Cette conjecture a ceci d'utile qu'elle permet de prendre les "Amis du Désastre" à leur propre piège. Si, comme on le propose, un paradigme éthique uni-mondialiste est né il y a trente ans environ, alors la "science de l'Autre", doit être réexaminée à l'aune de ce nouveau paradigme. La courbe des changements de paradigme n'est pas exponentielle, elle montre une courbure en plateau, lasse comme l'humanité désormais: dans les temps modernes, depuis la Révolution française, disons, il y eut un paradigme éthique dominant pendant un gros siècle, en concommitance avec celui de "la figure de l'homme" (Foucault), paradigme qui fut celui du Progrès, qui donnait à la morale un arrimage idéaliste universaliste; puis, celui-ci s'effaçant, l'humanité moderne et avancée, celle du permier monde, à ce moment du milieu des années 80 qui devait précéder de peu la défaite du Communisme, s'inventa un nouveau paradigme: celui de la préservation de l'humanité et de son biome planétaire, incarné, ce paradigme, par le rapport Brundtland (https://fr.wikipedia.org/wiki/Rapport_Brundtland, 1986). La chute du Mur advint très vite après la publication de ce rapport. Dès 1989, un mode unipolaire et une morale uni-mondiale venaient de naître conjointement.

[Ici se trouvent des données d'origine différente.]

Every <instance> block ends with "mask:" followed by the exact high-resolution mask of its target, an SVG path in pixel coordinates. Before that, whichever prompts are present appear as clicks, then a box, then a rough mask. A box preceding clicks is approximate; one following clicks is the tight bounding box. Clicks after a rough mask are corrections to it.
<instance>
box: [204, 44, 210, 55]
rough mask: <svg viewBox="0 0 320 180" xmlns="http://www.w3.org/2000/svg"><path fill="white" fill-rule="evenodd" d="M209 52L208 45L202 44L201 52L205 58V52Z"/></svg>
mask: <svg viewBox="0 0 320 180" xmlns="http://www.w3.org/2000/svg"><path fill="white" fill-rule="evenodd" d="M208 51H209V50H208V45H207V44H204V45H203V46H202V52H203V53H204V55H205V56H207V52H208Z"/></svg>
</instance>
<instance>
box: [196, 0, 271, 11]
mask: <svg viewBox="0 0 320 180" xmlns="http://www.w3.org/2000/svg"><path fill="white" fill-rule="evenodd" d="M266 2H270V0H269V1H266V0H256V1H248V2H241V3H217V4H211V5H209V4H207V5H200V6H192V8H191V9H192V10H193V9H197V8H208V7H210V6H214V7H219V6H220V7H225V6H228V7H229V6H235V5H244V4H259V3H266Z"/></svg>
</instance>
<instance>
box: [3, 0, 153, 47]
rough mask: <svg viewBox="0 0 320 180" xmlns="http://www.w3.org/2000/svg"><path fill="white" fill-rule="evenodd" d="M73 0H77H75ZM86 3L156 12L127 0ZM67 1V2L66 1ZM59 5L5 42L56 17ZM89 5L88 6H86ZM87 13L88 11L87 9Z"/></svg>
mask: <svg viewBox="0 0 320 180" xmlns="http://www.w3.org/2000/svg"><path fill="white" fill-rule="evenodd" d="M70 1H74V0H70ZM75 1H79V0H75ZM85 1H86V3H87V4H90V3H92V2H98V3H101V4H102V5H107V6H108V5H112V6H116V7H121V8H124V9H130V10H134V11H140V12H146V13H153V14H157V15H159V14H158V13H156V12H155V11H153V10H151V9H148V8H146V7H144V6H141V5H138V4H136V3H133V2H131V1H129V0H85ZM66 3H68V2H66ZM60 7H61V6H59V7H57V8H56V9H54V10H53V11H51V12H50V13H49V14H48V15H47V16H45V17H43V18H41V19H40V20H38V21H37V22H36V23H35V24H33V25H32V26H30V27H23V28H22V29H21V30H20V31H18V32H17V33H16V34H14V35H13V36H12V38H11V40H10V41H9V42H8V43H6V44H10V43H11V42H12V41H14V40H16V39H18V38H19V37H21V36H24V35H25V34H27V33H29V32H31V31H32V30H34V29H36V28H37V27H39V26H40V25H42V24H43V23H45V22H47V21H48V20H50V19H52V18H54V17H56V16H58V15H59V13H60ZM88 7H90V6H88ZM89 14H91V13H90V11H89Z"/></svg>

Le nouveau paradigme éthique, remplaçant de l'idéaliste Progrès, n'était pas moins universaliste dans son objet et son inspiration: il posait la conservation, la préservation du tout humain et du tout planétaire, et se nommait (en français),
durabilité (
sustainability en langue internationale). Ce paradigme n'était plus
idéaliste et universaliste comme l'avait été celui du progrès, mais était le représentant autorisé, et relève toujours, de
l'ordre universaliste pratique et réaliste, celui, non-projectif, de l'être-déjà-là. Il ne
suppose plus (comme le radicalisme progressiste d'antan) l'universalité et l'unicité de l'humanité mais
en dresse le constat matériel et écologique, ou prétend le faire à coups d'arguments documentés, et la radicalité politique qui le porte n'est plus celle des "radico-socialistes" idéalistes mais celle de l'écologie politique qui se fait forte de gérer l'être-là planétaire.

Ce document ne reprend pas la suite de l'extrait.